Error in file(file, "r") : cannot open the connection to 'https://eutils.ncbi.nlm.nih.gov/entrez/eutils/efetch.fcgi?db=nucleotide&id=c("MK720938&rettype=fasta&retmode=text' In addition: Warning message: In file(file, "r") : cannot open URL 'https://eutils.ncbi.nlm.nih.gov/entrez/eutils/efetch.fcgi?db=nucleotide&id=c("MK720938&rettype=fasta&retmode=text': HTTP status was '400 Bad Request'

I guess NCBI is throttling access to the function at a certain number of requests per second. Any suggestions for how to overcome this? Also, this package seems great 👍

sborstein commented 5 years ago

Hi @markscherz,

Can you send me the accessions and code you are running so I can attempt to replicate it and troubleshoot it? It is possible it is throttling potentially, although I have ran this function on thousands of sequences previously.

Best,, -Sam

markscherz commented 5 years ago

Hey Sam,

library(AnnotationBustR)

library(reutils)

search <- esearch(term="txid8292[Organism:exp] 16S[title]",db = 'nuccore', usehistory = TRUE)

accessions <- efetch(search, rettype = "acc",retmode = "text",outfile = "amphibians16S.txt") #this returns about 56,000 accession numbers

accessions <- read.table("amphibians16S.txt",header = FALSE,stringsAsFactors = FALSE)

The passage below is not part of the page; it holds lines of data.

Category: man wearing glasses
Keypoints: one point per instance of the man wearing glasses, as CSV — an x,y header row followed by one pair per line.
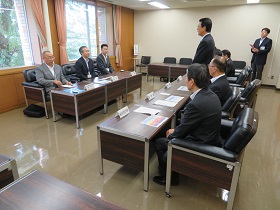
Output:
x,y
49,74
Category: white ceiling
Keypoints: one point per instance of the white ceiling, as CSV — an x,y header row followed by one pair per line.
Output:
x,y
175,4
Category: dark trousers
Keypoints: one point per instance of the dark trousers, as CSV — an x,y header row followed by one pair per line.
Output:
x,y
257,71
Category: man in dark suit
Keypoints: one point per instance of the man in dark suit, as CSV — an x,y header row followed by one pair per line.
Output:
x,y
103,61
219,83
260,49
84,65
201,120
230,68
206,47
49,74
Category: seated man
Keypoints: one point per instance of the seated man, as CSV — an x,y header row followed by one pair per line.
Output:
x,y
201,120
49,74
84,65
103,61
219,83
230,68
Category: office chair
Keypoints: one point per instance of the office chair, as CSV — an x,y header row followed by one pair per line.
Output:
x,y
219,166
33,90
185,61
145,61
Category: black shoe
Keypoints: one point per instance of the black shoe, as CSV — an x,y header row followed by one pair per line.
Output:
x,y
162,180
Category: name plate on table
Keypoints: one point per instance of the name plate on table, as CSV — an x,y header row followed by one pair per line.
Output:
x,y
114,78
150,96
179,78
168,85
89,86
133,73
122,112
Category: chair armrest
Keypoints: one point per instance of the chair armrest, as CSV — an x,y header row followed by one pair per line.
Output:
x,y
32,84
206,149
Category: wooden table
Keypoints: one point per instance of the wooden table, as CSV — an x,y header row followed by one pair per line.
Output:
x,y
39,191
8,171
168,70
67,101
127,141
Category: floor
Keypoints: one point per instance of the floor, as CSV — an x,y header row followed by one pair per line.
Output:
x,y
70,154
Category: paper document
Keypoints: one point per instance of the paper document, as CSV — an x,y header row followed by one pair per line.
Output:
x,y
173,98
165,103
154,120
183,88
146,110
67,86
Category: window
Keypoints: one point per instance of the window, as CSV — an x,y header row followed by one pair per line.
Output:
x,y
14,35
81,27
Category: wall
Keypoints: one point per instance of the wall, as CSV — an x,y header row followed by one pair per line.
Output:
x,y
162,33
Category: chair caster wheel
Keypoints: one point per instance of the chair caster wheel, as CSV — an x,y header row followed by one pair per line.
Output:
x,y
168,195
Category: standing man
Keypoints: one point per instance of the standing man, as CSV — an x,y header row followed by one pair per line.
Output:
x,y
201,121
219,83
49,74
84,65
230,67
260,49
103,61
206,47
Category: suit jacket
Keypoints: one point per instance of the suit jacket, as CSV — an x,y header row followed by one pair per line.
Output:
x,y
45,77
102,65
205,50
230,68
221,88
202,119
260,57
82,69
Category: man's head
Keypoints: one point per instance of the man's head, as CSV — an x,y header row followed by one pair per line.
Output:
x,y
48,58
84,51
204,26
226,54
217,66
104,49
197,77
265,32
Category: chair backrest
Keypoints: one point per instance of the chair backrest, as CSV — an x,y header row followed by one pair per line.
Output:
x,y
250,91
239,64
185,61
145,60
242,77
29,75
169,60
243,129
68,69
232,101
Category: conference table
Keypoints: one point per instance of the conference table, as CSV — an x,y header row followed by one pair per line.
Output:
x,y
8,171
39,191
168,70
129,141
76,101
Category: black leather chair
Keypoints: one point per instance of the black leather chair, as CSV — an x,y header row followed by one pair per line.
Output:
x,y
169,60
185,61
145,61
231,103
33,90
219,166
69,72
240,80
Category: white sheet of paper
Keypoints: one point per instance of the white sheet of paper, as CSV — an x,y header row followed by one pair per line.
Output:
x,y
145,110
173,98
183,88
165,103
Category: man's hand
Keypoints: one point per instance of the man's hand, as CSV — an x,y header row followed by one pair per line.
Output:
x,y
57,82
168,132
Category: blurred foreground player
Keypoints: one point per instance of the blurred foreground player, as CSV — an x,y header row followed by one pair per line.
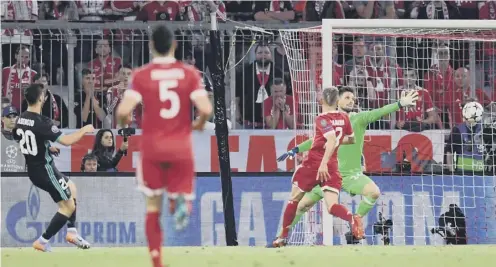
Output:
x,y
166,87
332,128
34,132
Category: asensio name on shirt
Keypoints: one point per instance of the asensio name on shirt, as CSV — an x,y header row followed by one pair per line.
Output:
x,y
26,122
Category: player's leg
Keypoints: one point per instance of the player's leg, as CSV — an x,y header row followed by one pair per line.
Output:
x,y
61,194
73,236
179,183
331,189
303,181
361,184
151,183
307,202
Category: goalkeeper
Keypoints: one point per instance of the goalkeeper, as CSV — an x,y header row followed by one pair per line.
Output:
x,y
350,156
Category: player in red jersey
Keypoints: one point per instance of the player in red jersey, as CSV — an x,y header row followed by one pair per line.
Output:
x,y
166,88
332,128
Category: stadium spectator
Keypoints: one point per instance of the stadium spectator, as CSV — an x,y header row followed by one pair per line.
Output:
x,y
17,11
375,9
279,108
89,163
5,102
366,95
421,117
87,106
273,10
460,93
17,77
358,59
115,94
58,10
160,10
438,81
52,46
239,10
104,150
54,106
126,43
465,149
318,10
200,10
251,84
379,70
90,10
280,57
105,66
433,10
12,159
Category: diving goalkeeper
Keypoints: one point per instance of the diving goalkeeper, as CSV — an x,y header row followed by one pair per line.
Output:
x,y
349,157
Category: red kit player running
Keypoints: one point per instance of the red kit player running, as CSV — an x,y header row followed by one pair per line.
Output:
x,y
166,88
332,128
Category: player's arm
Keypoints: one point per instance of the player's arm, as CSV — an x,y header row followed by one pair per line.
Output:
x,y
303,147
129,101
349,135
199,97
348,140
53,133
330,146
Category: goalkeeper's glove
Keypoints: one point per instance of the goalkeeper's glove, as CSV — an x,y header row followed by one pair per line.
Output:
x,y
409,98
291,154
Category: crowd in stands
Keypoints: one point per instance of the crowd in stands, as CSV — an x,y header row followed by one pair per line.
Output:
x,y
264,96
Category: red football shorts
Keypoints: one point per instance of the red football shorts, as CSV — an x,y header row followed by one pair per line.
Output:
x,y
174,177
305,178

longphibs <- FindLongestSeq(accessions)

here's the amphibians16S.txt file so you don't have to generate it yourself (it takes a while): amphibians16S.txt

Cheers, Mark P.S. I do not know if you are aware, but your whole conversation on the chatroom for this project is publicly visible. You may want to make it private, if possible.

sborstein commented 5 years ago

Hi @markscherz ,

I was not able to replicate it. It ran for me correctly and returned 7760 of what it found to be the longest sequences for each unique species. I have attached the R code and data object as well as a csv of the output.

That error message isn't from AnnotationBustR directly, but from the ape dependency not being able to find the accession. I believe I know what the problem is and it is a minor issue with your code. While you are reading your table in and are properly indicating that there is no header to the data, R still assigns column names to it as it is being read in as a table. As the function takes a vector, it still needs the specific vector of the data frame to be specified. As there are no column names, it should default to V1, so you would need to do accessions$V1. I'll clarify this in the vignette so it is more clear for those using reutils to find their sequences how to proceed. Let me know if this fixes your issue and I will close this after I update the vignette

MarkAmphibians.zip

markscherz commented 5 years ago

Ah, excellent @sborstein! Thanks a lot for taking a look at this, and thanks for clarifying. It worked for me too.